Displayed 3 routes and 3 total paths
rt2> show bgp ipv4
BGP table version is 3, local router ID is 192.168.2.2, vrf id 0
Default local pref 100, local AS 12
Status codes: s suppressed, d damped, h history, * valid, > best, = multipath,
i internal, r RIB-failure, S Stale, R Removed
Nexthop codes: @NNN nexthop's vrf id, < announce-nh-self
Origin codes: i - IGP, e - EGP, ? - incomplete
Network Next Hop Metric LocPrf Weight Path
*> 10.1.2.0/24 192.168.2.1 0 11 ?
*> 10.2.2.0/24 192.168.2.1 0 11 ?
*> 20.1.1.0/24 192.168.2.1 0 11 13 i
*> 192.168.2.0/24 192.168.2.1 0 0 11 ?
An other method to get rid of private ASes would consist in filtering the AS
in incoming as-path list on the veth peerings.
vrf admin
routing bgp
neighbor 192.168.2.2 address-family ipv4-unicast
del as-outbound-update
.. .. ..
neighbor-group local
address-family
ipv4-unicast
route-map in route-map-name alteraspath
..
..
.. .. .. ..
vrf service1
routing bgp
neighbor 10.1.2.2 address-family ipv4-unicast
del as-outbound-update
.. .. ..
neighbor-group local
address-family
ipv4-unicast
route-map in route-map-name alteraspath
..
..
.. .. .. ..
vrf service2
routing bgp
neighbor 10.2.2.2 address-family ipv4-unicast
del as-outbound-update
.. .. ..
neighbor-group local
address-family
ipv4-unicast
route-map in route-map-name alteraspath
..
..
.. .. .. ..
routing route-map alteraspath
seq 100
policy permit
match
peer 169.254.0.100
..
set
as-path
exclude 64600
..
..
..
seq 101
policy permit
match
peer 169.254.0.101
..
set
as-path
exclude 64601
..
..
..
seq 102
policy permit
match
peer 169.254.0.102
..
set
as-path
exclude 64602
..
..
..
Using a full iBGP network is also an other solution to get rid of AS-PATH list handling.

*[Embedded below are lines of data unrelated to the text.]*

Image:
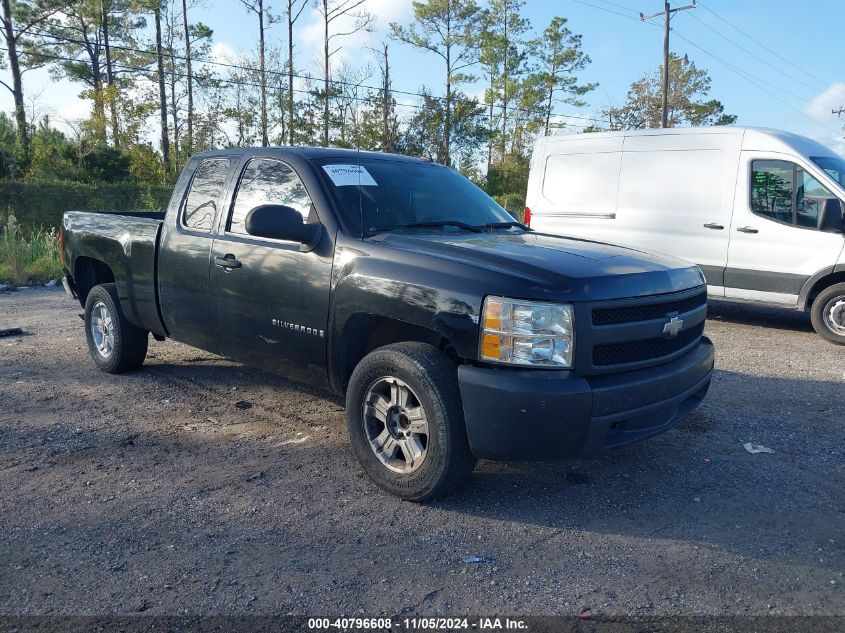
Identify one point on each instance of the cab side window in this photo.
(785, 192)
(268, 181)
(771, 189)
(204, 194)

In that case, nexthop-self attribute may be used under each peer address family, because
the mesh will be incomplete. For instance, the peers behind VRF admin would not be
connected to peer connected behind VRF service1.
Finally, as veth is an ethernet medium like many external links, any other routing protocol
can be used to transmit routing information to remote endpoints.